Why may semi-synchronous replication be needed?

Hello. In touch Vladislav Rodin. I am currently teaching courses on software architecture and high load software architecture on the OTUS portal. In anticipation of the start of a new course flow “High Load Architect” I decided to write a little copyright material that I want to share with you.


Introduction

Due to the fact that only about 400-700 operations per second can be performed on the HDD (which is incomparable with typical rps falling on a heavily loaded system), the classical disk database is a narrow neck of architecture. Therefore, special attention should be paid to the scaling patterns of this repository.

At the moment there are 2 patterns of base scaling: replication and sharding. Sharding allows you to scale the write operation, and, as a result, reduce the rps for recording per one server in your cluster. Replication allows you to do the same, but with read operations. This article is devoted to this very pattern.

Replication

If you look at replication at a very top-level level, this is a simple thing: you had one server, the data was on it, and then this server ceased to cope with the load of reading this data. You add a couple more servers, synchronize data on all servers, and the user can read from any server in your cluster.

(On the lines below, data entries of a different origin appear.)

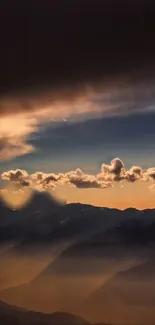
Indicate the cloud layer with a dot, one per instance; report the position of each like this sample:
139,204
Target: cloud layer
107,176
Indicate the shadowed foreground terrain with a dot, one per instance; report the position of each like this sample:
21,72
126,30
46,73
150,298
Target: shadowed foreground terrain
97,263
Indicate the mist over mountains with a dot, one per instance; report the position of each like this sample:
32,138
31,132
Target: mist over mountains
94,262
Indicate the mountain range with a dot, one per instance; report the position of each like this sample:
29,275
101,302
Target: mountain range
100,262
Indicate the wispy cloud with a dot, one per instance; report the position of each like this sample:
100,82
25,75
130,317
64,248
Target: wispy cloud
107,176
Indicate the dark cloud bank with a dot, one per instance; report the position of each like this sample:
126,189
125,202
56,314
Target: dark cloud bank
59,43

Despite the apparent simplicity, there are several options for classifying various implementations of this scheme:

  • By roles in the cluster (master-master or master-slave)
  • By forwarded objects (row-based, statement-based or mixed)
  • According to the node synchronization mechanism

Today we will deal with the 3rd point.

How transaction is committed

This topic does not directly relate to replication, a separate article can be written on it, however, since without understanding the mechanism of a transaction commit, further reading is useless, let me remind you of the most basic things. A transaction is committed in 3 stages:

  1. Writing a transaction to the database log.
  2. Application of a transaction in a database engine.
  3. Return confirmation to the client about the successful application of the transaction.

Nuances may arise in various databases in this algorithm: for example, in the InnoDB engine of the MySQL database there are 2 logs: one for replication (binary log) and the other for maintaining ACID (undo / redo log), while in PostgreSQL there is one log executing both functions (write ahead log = WAL). But above it is precisely the general concept that allows such nuances to be ignored.

Synchronous (sync) replication

Let’s add the logic for replicating the received changes to the transaction commit algorithm:

  1. Writing a transaction to the database log.
  2. Application of a transaction in a database engine.
  3. Sending data to all replicas.
  4. Receive confirmation from all replicas about the transaction on them.
  5. Return confirmation to the client about the successful application of the transaction.

With this approach, we get a number of disadvantages:

  • the client is waiting for changes to be applied to all replicas.
  • as the number of nodes in the cluster increases, we reduce the likelihood that the write operation will succeed.

If everything is more or less clear with the 1st paragraph, then the reasons for the 2nd paragraph should be clarified. If during synchronous replication we don’t get a response from at least one node, we roll back the transaction. Thus, increasing the number of nodes in the cluster, you increase the likelihood that the write operation will fail.

Can we wait for confirmation only from a certain fraction of nodes, for example, from 51% (quorum)? Yes, we can, but in the classical version, confirmation from all nodes is required, because this is how we can ensure the complete consistency of data in the cluster, which is an undoubted advantage of this type of replication.

Async replication

Let’s modify the previous algorithm. We will send data to the replicas “sometime later”, and “sometime later” the changes will be applied on the replicas:

  1. Writing a transaction to the database log.
  2. Application of a transaction in a database engine.
  3. Return confirmation to the client about the successful application of the transaction.
  4. Sending data to replicas and applying changes to them.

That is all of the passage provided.